# When to add greenery and when should you not?



## C Alan Co. (May 18, 2012)

I've noticed many interior decorators love to add florals and greenery to their decor and some don't. Is there a time when it should always be used and a time when it should never be used? Or is it a matter of preference?


----------



## user1007 (Sep 23, 2009)

I think it depends on the homeowners' ability to care for plants and budget for fresh flowers. I think both add lots to interior spaces. Interior environments can be tough on plants though. Nothing looks worse than dead, dying or fake ones.


----------



## ddesigns (May 6, 2012)

I think greenery can be added to most interior spaces. It seems to give it some life. Try to look for greens that look real. Nothing worse than cheap greenery. I love to decorate with greenery and tasteful wreaths centerpeices etc. Lots of ways you can use greenery.


----------



## bballallan (May 6, 2012)

There isn't any rules about adding greenery. It's all up to what feels right to the owner of the house. I would always prefer it. What's not to love about plants? Even fake plants. They have a lot of nice ones actually.


----------



## Judy Roberts (May 24, 2012)

In addition to choosing the right greenery, be mindful of the container or planter you use. Even a small-scale plant or arrangement can look spectacular in the perfect pot. I like the look of old world urns and pots that go well on pedestals, with ivy or vines or philodendrons cascading down. You can even paint a container, almost any material, with craft paints (acrylic) and create just the right look, if you keep the item indoors. Depending on the look you wish to create, whether contemporary, traditional, whimsical, or theme-based, you may want to check out some decorating magazines or books to see how they incorporate plants in the photographs of rooms. Also, when using live plants, you would want to place them in the appropriate light (sun/no sun, etc) location where they will be happy :clap:and healthy:whistling2:. If you like silk greenery, they have really improved the look and quality of them, if you look in the right places. You can find more muted, realistic colors and varieties these days. I wish you luck in your project, and hope this will be helpful!


----------



## Two Knots (Nov 12, 2011)

I love plants in the house, I also love bonsai and orchids.
In our living room we have four bonsai, and a couple of orchids.
We have another bonsai on the kitchen table. 
In the family room, we have a huge rubber tree.

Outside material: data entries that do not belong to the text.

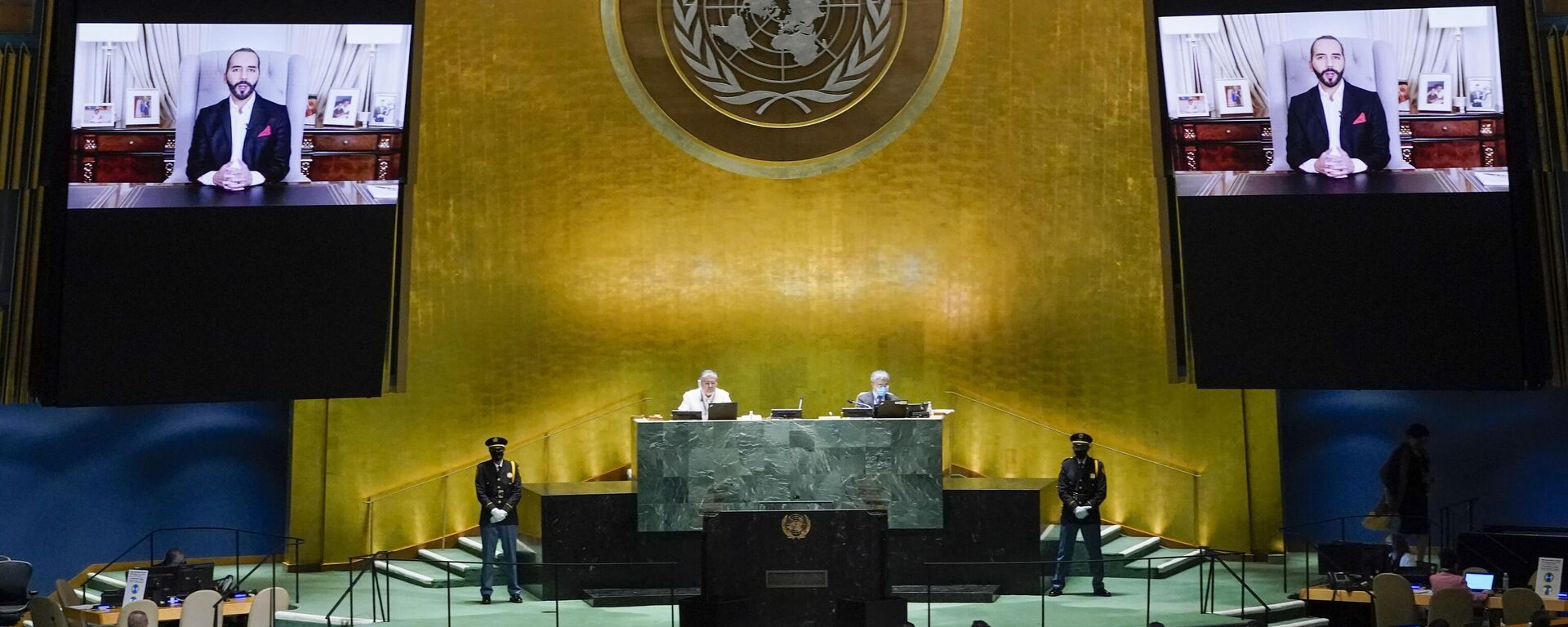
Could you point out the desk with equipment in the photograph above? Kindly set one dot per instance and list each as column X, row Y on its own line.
column 91, row 615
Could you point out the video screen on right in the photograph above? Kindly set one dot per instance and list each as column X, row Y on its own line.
column 1325, row 102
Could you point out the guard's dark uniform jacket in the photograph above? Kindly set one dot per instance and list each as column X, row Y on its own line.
column 1080, row 483
column 497, row 490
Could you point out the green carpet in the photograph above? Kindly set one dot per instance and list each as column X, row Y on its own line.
column 1172, row 601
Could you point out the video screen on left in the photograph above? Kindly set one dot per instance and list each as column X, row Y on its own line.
column 189, row 115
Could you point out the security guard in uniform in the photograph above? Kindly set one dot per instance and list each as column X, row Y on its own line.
column 499, row 490
column 1082, row 488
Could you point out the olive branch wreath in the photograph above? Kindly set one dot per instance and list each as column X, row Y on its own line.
column 847, row 74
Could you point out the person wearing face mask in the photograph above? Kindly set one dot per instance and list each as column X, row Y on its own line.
column 1080, row 483
column 705, row 394
column 1407, row 480
column 499, row 490
column 880, row 391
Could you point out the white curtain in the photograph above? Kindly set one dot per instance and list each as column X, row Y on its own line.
column 154, row 60
column 1237, row 51
column 334, row 63
column 1419, row 47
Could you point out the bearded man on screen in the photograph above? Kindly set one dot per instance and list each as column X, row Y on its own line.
column 243, row 138
column 1334, row 129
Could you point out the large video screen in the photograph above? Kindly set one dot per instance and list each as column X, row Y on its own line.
column 189, row 115
column 1372, row 100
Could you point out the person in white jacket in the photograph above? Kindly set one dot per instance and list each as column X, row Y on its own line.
column 705, row 394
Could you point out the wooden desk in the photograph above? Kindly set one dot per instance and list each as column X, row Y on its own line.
column 110, row 616
column 1462, row 140
column 1302, row 184
column 1423, row 599
column 146, row 154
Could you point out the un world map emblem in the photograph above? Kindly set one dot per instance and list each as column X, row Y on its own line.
column 782, row 88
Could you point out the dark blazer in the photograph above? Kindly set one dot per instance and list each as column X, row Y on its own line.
column 1307, row 134
column 1080, row 485
column 267, row 154
column 871, row 397
column 497, row 490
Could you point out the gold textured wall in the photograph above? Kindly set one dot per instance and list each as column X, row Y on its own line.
column 567, row 259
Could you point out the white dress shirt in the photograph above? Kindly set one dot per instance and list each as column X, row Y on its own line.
column 238, row 124
column 693, row 400
column 1333, row 107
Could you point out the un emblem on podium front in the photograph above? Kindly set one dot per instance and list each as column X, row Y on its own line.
column 795, row 526
column 782, row 88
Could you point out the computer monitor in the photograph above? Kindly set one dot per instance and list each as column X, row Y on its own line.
column 1479, row 580
column 160, row 584
column 891, row 410
column 722, row 411
column 194, row 577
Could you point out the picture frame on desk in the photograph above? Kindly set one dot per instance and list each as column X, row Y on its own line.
column 145, row 107
column 383, row 110
column 311, row 113
column 98, row 115
column 342, row 109
column 1481, row 95
column 1191, row 105
column 1435, row 93
column 1236, row 96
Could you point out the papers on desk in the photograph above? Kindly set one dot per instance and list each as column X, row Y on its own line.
column 1493, row 179
column 383, row 192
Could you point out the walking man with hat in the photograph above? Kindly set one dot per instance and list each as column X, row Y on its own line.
column 499, row 490
column 1082, row 488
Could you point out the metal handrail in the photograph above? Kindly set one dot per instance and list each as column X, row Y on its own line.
column 470, row 466
column 1065, row 433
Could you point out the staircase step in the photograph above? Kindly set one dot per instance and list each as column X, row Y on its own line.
column 635, row 596
column 1106, row 533
column 963, row 593
column 1167, row 562
column 422, row 574
column 460, row 562
column 475, row 546
column 1129, row 548
column 1308, row 621
column 1285, row 610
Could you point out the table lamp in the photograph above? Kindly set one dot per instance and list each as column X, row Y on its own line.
column 372, row 35
column 1459, row 18
column 109, row 35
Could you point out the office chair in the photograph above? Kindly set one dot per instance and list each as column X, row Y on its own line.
column 15, row 577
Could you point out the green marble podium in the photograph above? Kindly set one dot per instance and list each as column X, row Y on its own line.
column 686, row 468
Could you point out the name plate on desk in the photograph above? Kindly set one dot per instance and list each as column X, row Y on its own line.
column 797, row 579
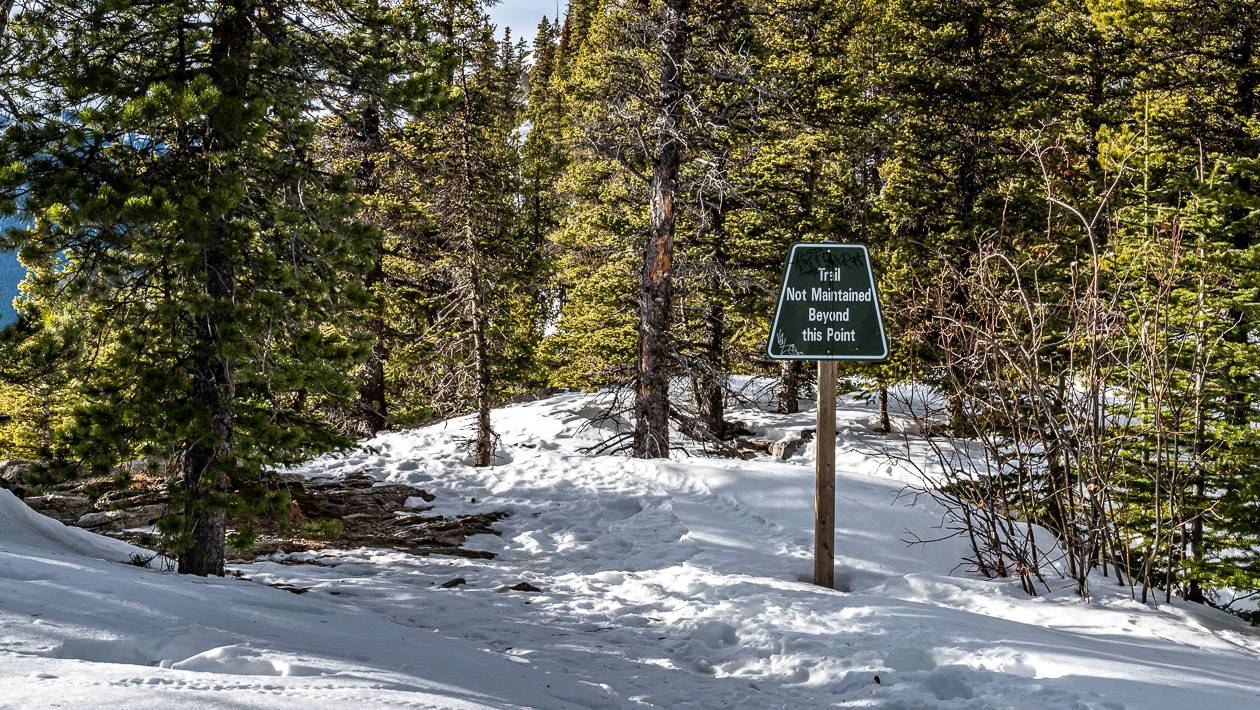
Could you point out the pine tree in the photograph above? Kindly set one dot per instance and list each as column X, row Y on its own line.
column 164, row 155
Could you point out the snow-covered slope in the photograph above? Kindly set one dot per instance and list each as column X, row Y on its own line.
column 681, row 583
column 80, row 629
column 669, row 584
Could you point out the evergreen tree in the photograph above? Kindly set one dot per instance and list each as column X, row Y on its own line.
column 164, row 154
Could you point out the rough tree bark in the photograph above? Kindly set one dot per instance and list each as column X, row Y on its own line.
column 484, row 449
column 208, row 458
column 373, row 406
column 657, row 288
column 789, row 387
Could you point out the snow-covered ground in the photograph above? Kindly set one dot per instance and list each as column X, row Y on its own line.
column 669, row 584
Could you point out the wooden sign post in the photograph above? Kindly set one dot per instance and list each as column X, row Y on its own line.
column 828, row 310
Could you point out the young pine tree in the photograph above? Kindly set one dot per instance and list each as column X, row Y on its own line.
column 164, row 158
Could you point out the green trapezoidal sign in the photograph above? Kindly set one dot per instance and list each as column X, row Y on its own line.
column 828, row 307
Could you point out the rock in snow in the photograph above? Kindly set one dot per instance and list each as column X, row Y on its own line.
column 668, row 584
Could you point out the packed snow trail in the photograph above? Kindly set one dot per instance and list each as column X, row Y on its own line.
column 82, row 628
column 668, row 584
column 682, row 584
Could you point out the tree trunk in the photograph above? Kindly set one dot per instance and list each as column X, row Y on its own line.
column 208, row 455
column 484, row 452
column 373, row 406
column 885, row 421
column 711, row 394
column 789, row 387
column 657, row 288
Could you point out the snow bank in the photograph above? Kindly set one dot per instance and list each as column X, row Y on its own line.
column 663, row 584
column 82, row 631
column 683, row 583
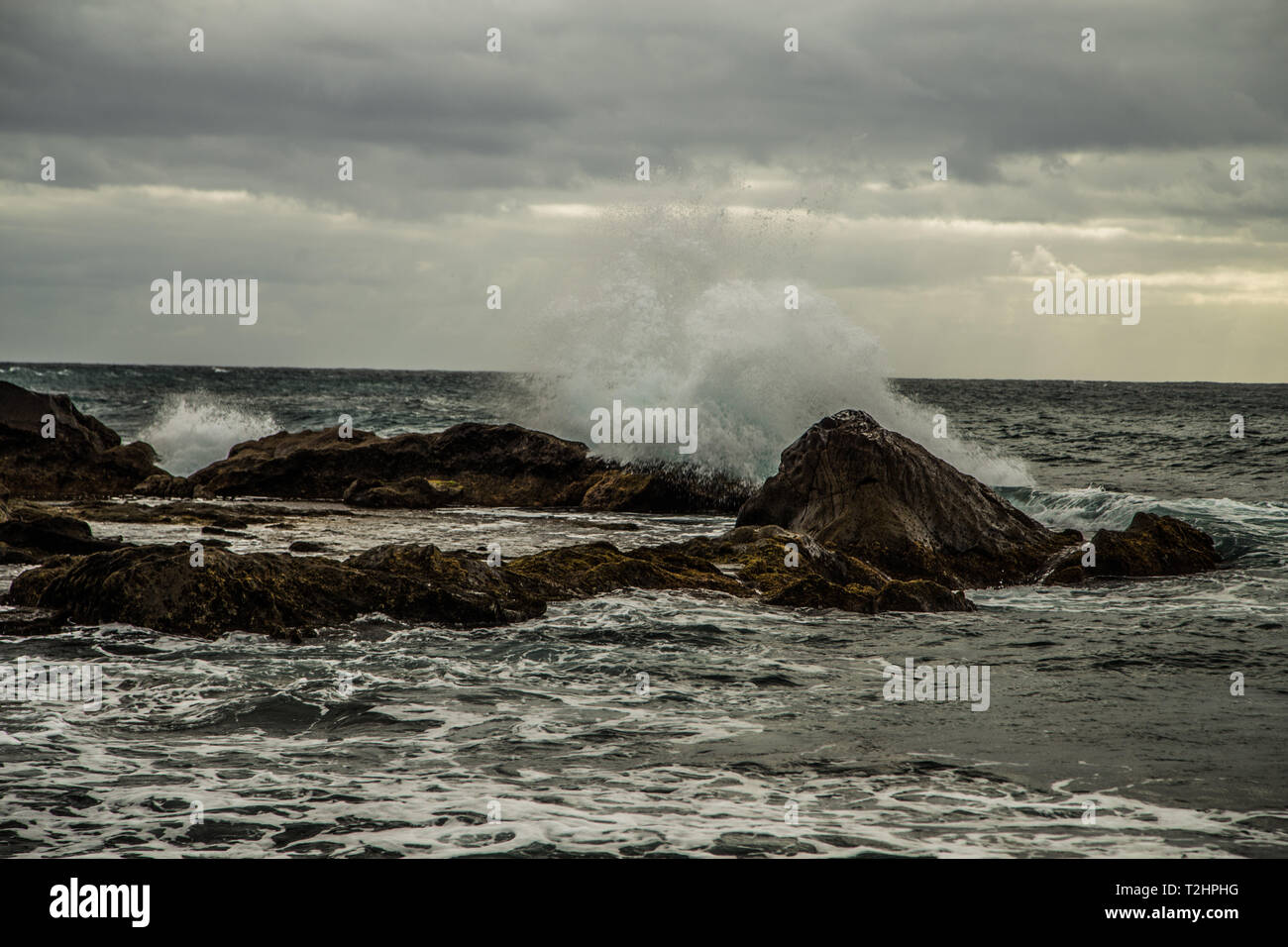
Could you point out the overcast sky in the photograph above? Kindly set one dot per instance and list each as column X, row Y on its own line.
column 768, row 167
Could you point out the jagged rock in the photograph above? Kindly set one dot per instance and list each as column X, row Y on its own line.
column 477, row 464
column 266, row 592
column 665, row 487
column 410, row 492
column 85, row 458
column 887, row 500
column 1150, row 545
column 30, row 534
column 29, row 622
column 188, row 512
column 165, row 486
column 305, row 547
column 494, row 466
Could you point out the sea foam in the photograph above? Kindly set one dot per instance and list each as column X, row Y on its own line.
column 194, row 429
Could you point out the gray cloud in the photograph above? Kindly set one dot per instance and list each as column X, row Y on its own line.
column 477, row 169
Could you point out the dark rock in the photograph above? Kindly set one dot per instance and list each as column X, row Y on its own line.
column 85, row 458
column 1150, row 545
column 166, row 486
column 593, row 569
column 31, row 534
column 496, row 466
column 29, row 622
column 308, row 547
column 884, row 499
column 266, row 592
column 410, row 492
column 665, row 487
column 477, row 464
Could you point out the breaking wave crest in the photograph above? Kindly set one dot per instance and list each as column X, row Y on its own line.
column 660, row 321
column 192, row 431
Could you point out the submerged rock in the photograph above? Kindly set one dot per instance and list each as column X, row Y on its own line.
column 84, row 457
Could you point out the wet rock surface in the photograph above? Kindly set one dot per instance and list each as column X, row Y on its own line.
column 82, row 457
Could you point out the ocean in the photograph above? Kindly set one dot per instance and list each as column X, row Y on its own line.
column 652, row 723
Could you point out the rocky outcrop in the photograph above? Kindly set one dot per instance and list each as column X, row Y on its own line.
column 887, row 500
column 1150, row 545
column 84, row 457
column 267, row 592
column 494, row 466
column 30, row 534
column 410, row 492
column 468, row 464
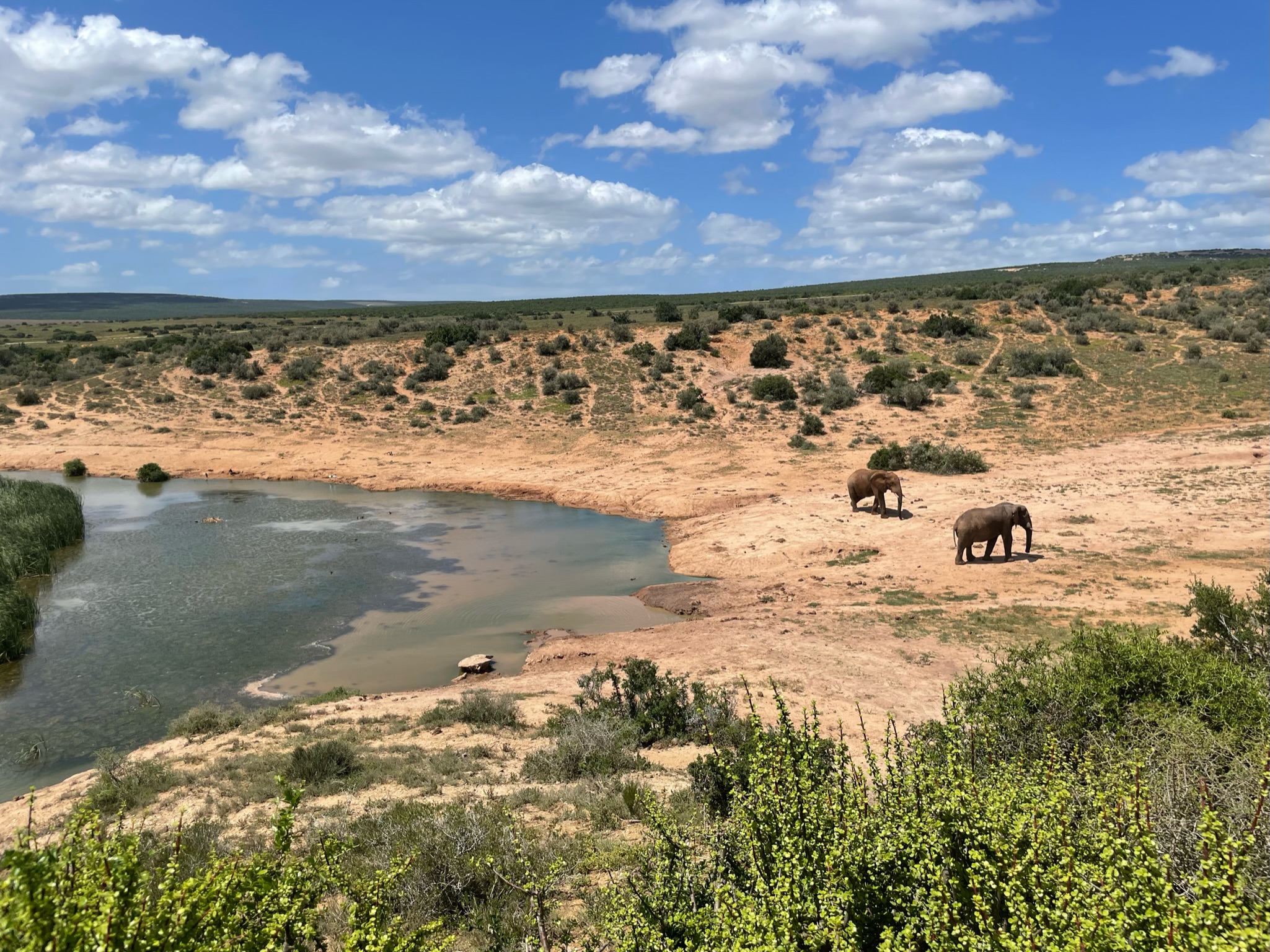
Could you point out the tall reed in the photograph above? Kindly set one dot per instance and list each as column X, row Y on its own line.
column 36, row 519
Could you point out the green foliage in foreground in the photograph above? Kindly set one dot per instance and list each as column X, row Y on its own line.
column 36, row 519
column 924, row 456
column 1240, row 627
column 922, row 850
column 110, row 890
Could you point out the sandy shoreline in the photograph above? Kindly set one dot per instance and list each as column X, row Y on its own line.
column 839, row 607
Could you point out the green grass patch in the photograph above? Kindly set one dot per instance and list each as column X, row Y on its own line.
column 859, row 558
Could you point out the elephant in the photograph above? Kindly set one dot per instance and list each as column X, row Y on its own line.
column 987, row 526
column 876, row 484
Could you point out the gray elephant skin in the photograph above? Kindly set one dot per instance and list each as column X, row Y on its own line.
column 876, row 484
column 987, row 526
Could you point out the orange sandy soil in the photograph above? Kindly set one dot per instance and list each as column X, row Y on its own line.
column 1134, row 483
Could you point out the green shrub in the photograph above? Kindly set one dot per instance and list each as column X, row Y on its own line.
column 208, row 720
column 666, row 312
column 36, row 519
column 949, row 325
column 151, row 472
column 584, row 744
column 322, row 762
column 924, row 456
column 105, row 888
column 125, row 785
column 907, row 850
column 302, row 368
column 1051, row 362
column 258, row 391
column 18, row 615
column 689, row 398
column 887, row 376
column 769, row 352
column 1237, row 627
column 691, row 337
column 662, row 706
column 642, row 353
column 774, row 387
column 812, row 426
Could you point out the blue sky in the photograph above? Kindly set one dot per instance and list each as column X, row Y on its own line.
column 485, row 150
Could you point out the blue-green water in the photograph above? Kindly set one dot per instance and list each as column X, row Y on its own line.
column 317, row 584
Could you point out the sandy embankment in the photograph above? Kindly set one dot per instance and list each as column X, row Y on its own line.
column 840, row 607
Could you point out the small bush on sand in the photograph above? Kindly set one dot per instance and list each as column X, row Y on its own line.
column 769, row 352
column 774, row 387
column 584, row 744
column 322, row 762
column 208, row 720
column 151, row 472
column 125, row 785
column 1049, row 362
column 924, row 456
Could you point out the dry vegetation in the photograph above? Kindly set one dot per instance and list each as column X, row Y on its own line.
column 1131, row 421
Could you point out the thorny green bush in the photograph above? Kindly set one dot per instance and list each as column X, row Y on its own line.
column 909, row 850
column 1237, row 627
column 112, row 890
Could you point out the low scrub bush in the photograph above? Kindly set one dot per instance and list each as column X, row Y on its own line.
column 887, row 376
column 105, row 888
column 812, row 426
column 769, row 352
column 1049, row 362
column 258, row 391
column 1238, row 627
column 950, row 325
column 774, row 387
column 302, row 368
column 662, row 706
column 151, row 472
column 322, row 762
column 125, row 785
column 924, row 456
column 208, row 720
column 584, row 744
column 691, row 337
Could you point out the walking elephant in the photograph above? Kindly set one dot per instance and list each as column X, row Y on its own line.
column 876, row 484
column 987, row 526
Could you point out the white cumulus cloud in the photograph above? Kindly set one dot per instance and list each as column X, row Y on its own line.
column 909, row 192
column 910, row 99
column 615, row 75
column 519, row 213
column 1180, row 63
column 1245, row 167
column 92, row 126
column 724, row 229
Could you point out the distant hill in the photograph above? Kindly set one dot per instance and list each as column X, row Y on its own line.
column 133, row 307
column 103, row 306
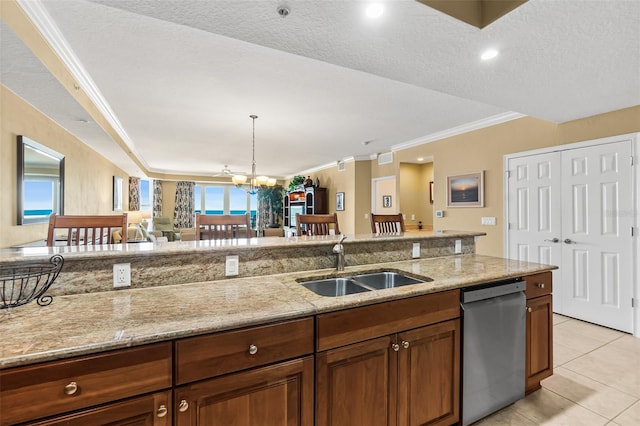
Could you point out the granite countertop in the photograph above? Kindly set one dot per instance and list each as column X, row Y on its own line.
column 94, row 322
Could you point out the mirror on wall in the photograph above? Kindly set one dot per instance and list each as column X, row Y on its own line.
column 40, row 182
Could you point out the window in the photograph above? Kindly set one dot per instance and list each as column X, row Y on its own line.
column 224, row 199
column 39, row 199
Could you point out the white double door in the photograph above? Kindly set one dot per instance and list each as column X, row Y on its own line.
column 574, row 209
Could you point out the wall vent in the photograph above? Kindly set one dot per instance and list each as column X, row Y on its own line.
column 385, row 158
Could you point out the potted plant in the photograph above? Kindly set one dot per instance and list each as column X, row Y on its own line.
column 296, row 181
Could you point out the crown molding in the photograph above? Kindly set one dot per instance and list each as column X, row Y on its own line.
column 37, row 13
column 454, row 131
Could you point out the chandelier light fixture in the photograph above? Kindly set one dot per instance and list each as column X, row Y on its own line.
column 255, row 182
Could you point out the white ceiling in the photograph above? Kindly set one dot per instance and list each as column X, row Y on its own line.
column 182, row 77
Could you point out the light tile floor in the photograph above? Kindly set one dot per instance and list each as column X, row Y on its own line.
column 596, row 381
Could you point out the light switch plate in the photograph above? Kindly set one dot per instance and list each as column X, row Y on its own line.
column 121, row 275
column 231, row 266
column 490, row 221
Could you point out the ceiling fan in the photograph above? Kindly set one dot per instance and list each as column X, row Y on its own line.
column 227, row 172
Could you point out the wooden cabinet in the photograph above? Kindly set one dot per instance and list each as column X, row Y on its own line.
column 311, row 200
column 279, row 394
column 37, row 391
column 429, row 375
column 408, row 377
column 149, row 410
column 271, row 384
column 539, row 351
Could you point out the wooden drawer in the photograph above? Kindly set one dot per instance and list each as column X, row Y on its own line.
column 220, row 353
column 41, row 390
column 152, row 409
column 340, row 328
column 538, row 284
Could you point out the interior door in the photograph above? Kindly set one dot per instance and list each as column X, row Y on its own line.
column 535, row 217
column 597, row 207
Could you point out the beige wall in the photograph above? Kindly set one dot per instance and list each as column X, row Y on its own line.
column 414, row 193
column 484, row 150
column 88, row 175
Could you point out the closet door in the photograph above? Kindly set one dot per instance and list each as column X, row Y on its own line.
column 597, row 218
column 535, row 218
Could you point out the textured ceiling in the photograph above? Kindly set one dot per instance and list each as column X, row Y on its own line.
column 183, row 76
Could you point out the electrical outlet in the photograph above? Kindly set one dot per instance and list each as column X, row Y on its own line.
column 231, row 266
column 415, row 251
column 121, row 275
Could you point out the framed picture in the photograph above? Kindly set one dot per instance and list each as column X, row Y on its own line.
column 339, row 201
column 117, row 193
column 431, row 192
column 466, row 190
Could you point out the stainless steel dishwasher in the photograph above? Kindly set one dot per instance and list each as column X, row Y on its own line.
column 493, row 347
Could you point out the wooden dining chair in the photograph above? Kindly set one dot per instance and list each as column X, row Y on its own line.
column 85, row 230
column 223, row 226
column 386, row 223
column 316, row 224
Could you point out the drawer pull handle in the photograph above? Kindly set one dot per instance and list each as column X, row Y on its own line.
column 71, row 388
column 162, row 411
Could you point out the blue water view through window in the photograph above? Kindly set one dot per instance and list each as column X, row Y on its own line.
column 38, row 197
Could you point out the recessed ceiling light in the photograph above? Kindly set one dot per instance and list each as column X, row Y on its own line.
column 489, row 54
column 374, row 10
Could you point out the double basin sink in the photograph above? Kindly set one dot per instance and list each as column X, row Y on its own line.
column 342, row 286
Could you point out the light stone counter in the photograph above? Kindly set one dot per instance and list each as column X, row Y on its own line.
column 90, row 269
column 88, row 323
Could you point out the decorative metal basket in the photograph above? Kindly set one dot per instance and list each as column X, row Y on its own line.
column 20, row 284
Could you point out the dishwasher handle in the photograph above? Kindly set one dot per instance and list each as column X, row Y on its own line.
column 489, row 291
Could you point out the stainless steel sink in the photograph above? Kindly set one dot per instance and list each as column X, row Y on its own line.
column 380, row 280
column 333, row 287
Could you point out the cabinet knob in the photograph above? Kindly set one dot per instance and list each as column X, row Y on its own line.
column 162, row 411
column 71, row 388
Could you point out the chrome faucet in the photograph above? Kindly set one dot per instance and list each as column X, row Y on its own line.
column 338, row 249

Plants are interesting and fun...In our dining room we just have
a large planter with dried stuff from our garden such as natural branches, lotus pots, dried 
cat tails...I also added silk flowers to the arraingement.

From spring and fall we also add fresh flowers from our garden.

from May 20th ...our garden flowers.


----------



## KevinPh (May 25, 2012)

The biggest factor is the amount of light. Most indoor plants where I live, are originally from the tropics, meaning that they like the same light requirements as where they are naturally found. Many tropical indoor plants need indirect sunlight, where no direct sunlight hits them at all, and are not suited to go beside a sunny window.

Even though they are indoor plants, they still will go through a yearly dormant period as they would in their natural environment. It is a good idea to research this in a plant book or on the internet so you know the times of year when you should be giving it more or less water, adding nutrients, etc.

P.S. my wife tells me this stuff, she's the landscape architect, not me!


----------



## Two Knots (Nov 12, 2011)

You're right kevin, it's best to research what the plant needs
are as far as light exposure is concerned.

I love orchids cause placed in front of a sunny window, they'll
bloom beautifully and the blooms last for 6 plus months.
the cost is about 20.00 to 25.00 an orchid, same as a bouquet
that only last a week.
I also love stanghorn fern, it likes light but doesn't have to be
in direct sun.

my stanghorn fern, you can also see a peek of the orchid in
the window...it has been blooming since February.


----------